Au même moment, dans une autre ville française, une autre de ses élues embarrassait le Parti socialiste. Conseillère régionale, Céline Pina n’a pas supporté qu’un « Salon de la femme musulmane » invite à Pontoise des imams connus pour justifier le viol conjugal et recommander aux femmes de se voiler si elles ne veulent pas se faire agresser. Elle explique le silence de ses collègues élus par le « clientélisme communautariste » : « Pour des partis exsangues, sans vision ni repères, c’est le seul moyen de contrôler des territoires et d’assurer la pérennité de leur pouvoir, serait-ce au prix de la trahison des principes. » Là aussi, il y a un os. « Ce clientélisme est incompatible avec la défense de l’égalité hommes-femmes », ajoute-t-elle en évoquant le témoignage de l’une de ses connaissances, résolue à porter le voile pour avoir la paix à force d’intimidations, s’estimant trahie par les élus : « Là où l’on croise le plus les politiques, c’est quand ils viennent faire leur marché à la mosquée et pour l’Aïd. Ils sont bras dessus, bras dessous avec ceux-là mêmes qui nous mettent la pression. Entre dominants, ils se sont reconnus et, nous, ils nous ont passées par pertes et profits. »

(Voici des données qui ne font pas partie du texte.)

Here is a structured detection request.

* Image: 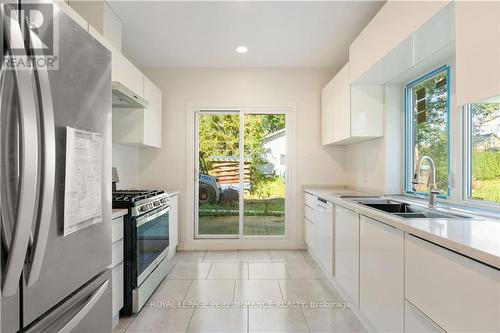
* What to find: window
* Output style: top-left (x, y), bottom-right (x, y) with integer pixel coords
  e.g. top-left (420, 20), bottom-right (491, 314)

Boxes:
top-left (405, 66), bottom-right (450, 197)
top-left (465, 103), bottom-right (500, 203)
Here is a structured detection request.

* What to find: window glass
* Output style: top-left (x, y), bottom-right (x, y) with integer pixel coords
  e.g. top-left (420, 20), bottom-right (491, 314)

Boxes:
top-left (469, 103), bottom-right (500, 203)
top-left (406, 67), bottom-right (449, 195)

[...] Pas une grande voix de la Rue de Solferino n’a répondu à Céline Pina. Le responsable départemental de son parti ne s’est exprimé que pour démentir son exclusion. L’actualité du PS, c’est la sortie du livre de Cambadélis : A gauche les valeurs décident de tout.

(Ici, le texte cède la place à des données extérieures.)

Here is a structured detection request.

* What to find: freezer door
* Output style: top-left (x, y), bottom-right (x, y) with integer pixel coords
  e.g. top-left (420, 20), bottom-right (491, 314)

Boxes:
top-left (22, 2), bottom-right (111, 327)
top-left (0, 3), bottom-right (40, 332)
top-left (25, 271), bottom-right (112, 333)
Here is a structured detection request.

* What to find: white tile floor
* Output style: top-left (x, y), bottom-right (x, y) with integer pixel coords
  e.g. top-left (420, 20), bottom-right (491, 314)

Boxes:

Ce mutisme socialiste face aux cas Sabrina Hout ou Céline Pina exprime le deuil de la fameuse ligne Terra Nova. Ce think tank très écouté suggérait au PS d’assumer sa mutation sociale-libérale en abandonnant « l’électorat historique » des catégories populaires agrippées à des revendications sociales archaïques et des valeurs culturelles conservatrices. Pour miser sur une « nouvelle coalition » : « La France de demain » rassemblant autour des « valeurs de tolérance » les cadres diplômés, les femmes, les jeunes, les minorités sexuelles et les populations d’origine immigrée. C’est parce que ce programme Terra Nova a explosé que les socialistes se taisent. Ils réfléchissent. Ils n’en ont pas d’autre."